Another issue is the cost of classes. In my spiritual group, we have made it part of our curriculum that those climbing the ranks through our mystery degrees are responsible for planning and leading one or multiple classes. One learns what they really know and need to flesh out in order to teach a group. The only time there is a cost is if a special item is needed, but never for a class.
Maybe our group is a bit different than others in our mini-community support. In our current times, it is impossible to have or expect people to respond and live as in times past. We live further apart, work more hours, live in a faster paced society, and have many responsibilities, all of which can only partially be circumvented by choices to live differently.
However, we still must be a part of society if we are to affect some sort of change. In looking at belonging to a spiritual community, there is the question of commitment. If we have agreed to be part of a particular group or association, do we plan ahead? Are we planning financially so that we have our paper and money donations for the month?

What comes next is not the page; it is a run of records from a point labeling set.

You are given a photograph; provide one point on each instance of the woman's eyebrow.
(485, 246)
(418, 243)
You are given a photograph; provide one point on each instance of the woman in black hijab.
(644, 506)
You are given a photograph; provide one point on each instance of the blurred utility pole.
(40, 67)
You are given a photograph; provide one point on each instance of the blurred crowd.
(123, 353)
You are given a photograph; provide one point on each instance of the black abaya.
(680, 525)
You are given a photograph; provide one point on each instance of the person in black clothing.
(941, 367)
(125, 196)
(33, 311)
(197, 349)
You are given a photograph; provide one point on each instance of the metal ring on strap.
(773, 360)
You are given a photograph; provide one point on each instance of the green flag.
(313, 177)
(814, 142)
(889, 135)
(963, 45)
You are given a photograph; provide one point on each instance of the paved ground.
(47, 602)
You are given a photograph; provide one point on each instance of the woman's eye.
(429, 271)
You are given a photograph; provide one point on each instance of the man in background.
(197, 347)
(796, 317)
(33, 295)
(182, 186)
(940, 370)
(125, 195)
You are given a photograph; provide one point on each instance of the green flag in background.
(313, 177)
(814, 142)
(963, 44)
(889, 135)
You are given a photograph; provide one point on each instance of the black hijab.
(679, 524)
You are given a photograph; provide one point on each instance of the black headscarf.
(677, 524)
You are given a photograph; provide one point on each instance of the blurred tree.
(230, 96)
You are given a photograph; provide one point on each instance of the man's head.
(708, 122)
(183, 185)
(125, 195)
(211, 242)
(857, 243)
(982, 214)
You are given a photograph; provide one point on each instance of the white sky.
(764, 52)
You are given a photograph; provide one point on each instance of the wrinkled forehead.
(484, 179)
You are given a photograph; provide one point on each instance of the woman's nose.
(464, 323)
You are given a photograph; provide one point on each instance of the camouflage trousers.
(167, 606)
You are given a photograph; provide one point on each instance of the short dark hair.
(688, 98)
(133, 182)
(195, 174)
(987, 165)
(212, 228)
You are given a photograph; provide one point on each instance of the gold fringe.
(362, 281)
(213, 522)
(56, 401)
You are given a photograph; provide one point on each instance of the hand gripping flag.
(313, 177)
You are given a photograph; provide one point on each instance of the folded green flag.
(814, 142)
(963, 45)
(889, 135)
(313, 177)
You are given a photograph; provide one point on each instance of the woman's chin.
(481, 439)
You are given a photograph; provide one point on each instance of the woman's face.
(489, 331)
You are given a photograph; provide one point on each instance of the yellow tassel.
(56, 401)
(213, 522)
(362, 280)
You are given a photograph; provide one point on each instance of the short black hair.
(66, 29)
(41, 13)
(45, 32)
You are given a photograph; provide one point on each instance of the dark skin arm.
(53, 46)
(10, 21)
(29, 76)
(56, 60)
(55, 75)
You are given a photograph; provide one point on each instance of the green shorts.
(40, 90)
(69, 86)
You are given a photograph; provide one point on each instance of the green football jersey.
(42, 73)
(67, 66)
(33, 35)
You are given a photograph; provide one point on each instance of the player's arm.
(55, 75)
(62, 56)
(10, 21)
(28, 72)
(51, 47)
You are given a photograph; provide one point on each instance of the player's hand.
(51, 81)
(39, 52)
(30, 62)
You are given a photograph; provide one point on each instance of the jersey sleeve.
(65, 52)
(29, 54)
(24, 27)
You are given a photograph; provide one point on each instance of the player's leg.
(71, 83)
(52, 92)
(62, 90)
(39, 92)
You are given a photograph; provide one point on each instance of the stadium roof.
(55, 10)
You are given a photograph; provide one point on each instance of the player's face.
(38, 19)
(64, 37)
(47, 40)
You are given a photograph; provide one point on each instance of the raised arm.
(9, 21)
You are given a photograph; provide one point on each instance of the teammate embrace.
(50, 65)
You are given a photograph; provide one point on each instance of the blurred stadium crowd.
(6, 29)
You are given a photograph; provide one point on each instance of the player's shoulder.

Do we make our food with intent that we have some to bring to Sabbats? Do we cut our flowers or bring an altar offering with intent? Do we do the work at home so that we “bring it” to our meetings, groups or covensteads when gather?
On TV, I saw a couple that had set themselves up leaders of the group. Their group did the couple’s housework, yard work and paid for much of their bills. I didn’t see anything the leaders were providing to their coven or to the greater community that warranted that. I’ve yet to meet anyone with that much ability!
I don’t think I would belong to a group that considered themselves a church and became so organized and big that money was such an issue. If one is the paid head of a congregation numbering many, one is setting him/herself up to be a go-between and guide. This creates spiritual dependency and steers us in the direction of ‘organized religion’.
That just doesn’t sit right or ring true to Paganism in my Book of Shadows.